The House of Beauty and Culture is a book by the writer Kasia Maciejowska and Gregor Muir, executive director of the ICA. It looks at the rise of the art collective House of Beauty and Culture in the late 1980s and how it put Dalston on the cultural map.
Published by the ICA, the book contains archive photography and images of design objects. It also includes interviews with key figures from the scene. Artists Judy Blame, John Moore, Christopher Nemeth, Richard Torry, Cindy Palmano, Mark Lebon, Fric+Frack and Dave Baby all feature.
The House of Beauty and Culture [HOBAC] collective experimented with deconstruction as both a design technique and aesthetic. Members of the collective took inspiration from subcultural iconography and the DIY spirit of punk, as well as from their outsider idols such as David Bowie and William Burroughs.

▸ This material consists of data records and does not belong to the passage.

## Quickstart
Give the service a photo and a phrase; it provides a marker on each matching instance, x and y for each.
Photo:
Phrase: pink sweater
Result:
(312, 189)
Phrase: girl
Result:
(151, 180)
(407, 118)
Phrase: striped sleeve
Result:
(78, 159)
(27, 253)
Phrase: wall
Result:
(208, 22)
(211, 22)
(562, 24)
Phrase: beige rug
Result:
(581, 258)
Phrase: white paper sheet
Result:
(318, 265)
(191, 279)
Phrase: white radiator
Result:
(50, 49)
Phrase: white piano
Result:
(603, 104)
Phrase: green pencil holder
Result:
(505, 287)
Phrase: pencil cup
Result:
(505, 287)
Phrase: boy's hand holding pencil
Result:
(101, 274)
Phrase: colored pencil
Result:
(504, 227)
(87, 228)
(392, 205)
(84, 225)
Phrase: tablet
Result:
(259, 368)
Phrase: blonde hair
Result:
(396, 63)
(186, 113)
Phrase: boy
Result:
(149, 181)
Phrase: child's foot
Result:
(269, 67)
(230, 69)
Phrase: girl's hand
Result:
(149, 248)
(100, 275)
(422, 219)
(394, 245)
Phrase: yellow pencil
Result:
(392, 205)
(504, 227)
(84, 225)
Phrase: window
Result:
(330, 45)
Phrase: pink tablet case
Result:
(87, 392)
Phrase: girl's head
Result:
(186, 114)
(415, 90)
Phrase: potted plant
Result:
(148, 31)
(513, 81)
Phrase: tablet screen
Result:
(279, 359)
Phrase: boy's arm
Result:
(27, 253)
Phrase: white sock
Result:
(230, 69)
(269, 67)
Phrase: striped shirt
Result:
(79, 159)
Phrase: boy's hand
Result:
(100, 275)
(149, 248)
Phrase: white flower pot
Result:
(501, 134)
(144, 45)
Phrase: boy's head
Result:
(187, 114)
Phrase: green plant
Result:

The HOBAC was a little-known studio and shop founded by shoe designer John Moore, which was open from 1986 to 1989. The house was home to a collective of artists, designers and photographers who reinterpreted objects they found in London’s gutters into pieces of art. Their work was displayed on the dancefloors of the famous nightclub Taboo.
The group emerged during the government of the Conservative leader Margret Thatcher, who was renowned for having no cultural appetite. In an article for the Guardian, the pop culture writer John Harris said, “The paradox, then, was delicious, because Thatcher, her ideas, and their impact on society all served to create a cultural earthquake.”